Server: I don’t understand! A. S I give you, I also give you the expiration time, and GIVE you a max-age=60(unit of seconds), last-Modified you also give me close, and add a file content unique identifier Etag.

Follow-up request….

For 60 seconds, do not initiate a request and use the local cache directly. (Max-age =60 means that a request will not be initiated within 60 seconds after the request is successfully cached, which is similar to Expires, but max-age has a higher priority than Expires. The differences will be explained later.)

60 seconds later, the browser uses if-modified-since and if-none-match to initiate the request. The server compares if-none-match with Etag. The server does not compare if-modified-since with last-modified.
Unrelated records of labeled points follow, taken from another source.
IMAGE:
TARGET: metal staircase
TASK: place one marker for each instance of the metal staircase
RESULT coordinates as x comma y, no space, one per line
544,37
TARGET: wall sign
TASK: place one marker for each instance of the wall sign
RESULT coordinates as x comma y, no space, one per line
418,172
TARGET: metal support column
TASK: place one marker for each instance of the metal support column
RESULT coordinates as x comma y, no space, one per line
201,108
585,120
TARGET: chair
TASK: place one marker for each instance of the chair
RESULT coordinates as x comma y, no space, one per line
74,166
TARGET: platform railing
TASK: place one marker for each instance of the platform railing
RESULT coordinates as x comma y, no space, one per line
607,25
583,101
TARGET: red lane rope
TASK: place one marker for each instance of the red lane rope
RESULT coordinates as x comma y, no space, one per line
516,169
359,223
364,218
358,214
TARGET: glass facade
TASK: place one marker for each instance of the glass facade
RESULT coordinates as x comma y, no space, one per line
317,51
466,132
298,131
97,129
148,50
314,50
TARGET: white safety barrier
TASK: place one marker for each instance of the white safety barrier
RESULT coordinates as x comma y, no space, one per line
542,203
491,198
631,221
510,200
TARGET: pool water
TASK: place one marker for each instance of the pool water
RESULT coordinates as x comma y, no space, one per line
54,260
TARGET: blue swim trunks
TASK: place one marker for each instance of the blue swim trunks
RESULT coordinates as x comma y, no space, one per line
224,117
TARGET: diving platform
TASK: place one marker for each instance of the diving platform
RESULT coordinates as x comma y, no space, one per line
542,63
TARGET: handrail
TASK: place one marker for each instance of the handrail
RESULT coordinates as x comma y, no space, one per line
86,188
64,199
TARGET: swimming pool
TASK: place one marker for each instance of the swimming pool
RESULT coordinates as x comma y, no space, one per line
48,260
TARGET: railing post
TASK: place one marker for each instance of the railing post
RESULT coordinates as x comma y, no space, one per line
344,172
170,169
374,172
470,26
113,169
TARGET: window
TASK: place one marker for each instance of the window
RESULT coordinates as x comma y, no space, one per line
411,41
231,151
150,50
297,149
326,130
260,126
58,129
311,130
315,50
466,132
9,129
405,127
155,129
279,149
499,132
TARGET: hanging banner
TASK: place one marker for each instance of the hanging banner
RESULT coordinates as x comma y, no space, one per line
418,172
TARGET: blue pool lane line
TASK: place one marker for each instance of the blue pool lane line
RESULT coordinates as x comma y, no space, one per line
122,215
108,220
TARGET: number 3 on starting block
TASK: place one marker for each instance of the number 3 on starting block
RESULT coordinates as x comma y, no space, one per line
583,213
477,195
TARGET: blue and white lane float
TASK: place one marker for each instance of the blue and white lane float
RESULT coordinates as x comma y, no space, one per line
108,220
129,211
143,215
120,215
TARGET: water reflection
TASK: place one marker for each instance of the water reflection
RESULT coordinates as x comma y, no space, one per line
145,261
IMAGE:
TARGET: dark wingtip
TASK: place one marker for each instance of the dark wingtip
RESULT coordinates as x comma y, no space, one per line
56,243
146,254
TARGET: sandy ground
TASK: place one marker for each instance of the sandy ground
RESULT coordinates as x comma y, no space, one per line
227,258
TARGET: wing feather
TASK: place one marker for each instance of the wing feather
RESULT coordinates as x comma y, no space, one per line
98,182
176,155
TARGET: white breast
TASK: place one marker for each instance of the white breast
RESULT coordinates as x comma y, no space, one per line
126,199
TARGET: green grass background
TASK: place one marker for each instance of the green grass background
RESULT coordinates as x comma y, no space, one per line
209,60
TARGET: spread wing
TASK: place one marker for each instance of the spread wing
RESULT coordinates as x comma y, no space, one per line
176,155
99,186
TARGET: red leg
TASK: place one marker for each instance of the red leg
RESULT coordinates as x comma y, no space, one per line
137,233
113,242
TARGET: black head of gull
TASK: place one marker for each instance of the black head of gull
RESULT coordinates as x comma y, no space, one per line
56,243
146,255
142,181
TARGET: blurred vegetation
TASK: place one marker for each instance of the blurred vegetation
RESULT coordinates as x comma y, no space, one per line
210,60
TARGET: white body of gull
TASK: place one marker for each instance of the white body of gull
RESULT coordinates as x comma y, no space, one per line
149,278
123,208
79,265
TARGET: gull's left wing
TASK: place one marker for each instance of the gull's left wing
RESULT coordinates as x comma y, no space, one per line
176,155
If -none-match is not equal to Etag, the a.js content has been Modified, and the server returns the latest A.js and new Etag and max-age=60 and last-Modified and Expires

If -none-match is equal to Etag, the contents of the a.js file have not changed, and 304 is returned, telling the browser to continue using the previous local cache.

As shown below, the server Etag is the same as if-none-match, so it returns the status code 304. Although there is also if-modified-since and last-Modified, there is no comparison here.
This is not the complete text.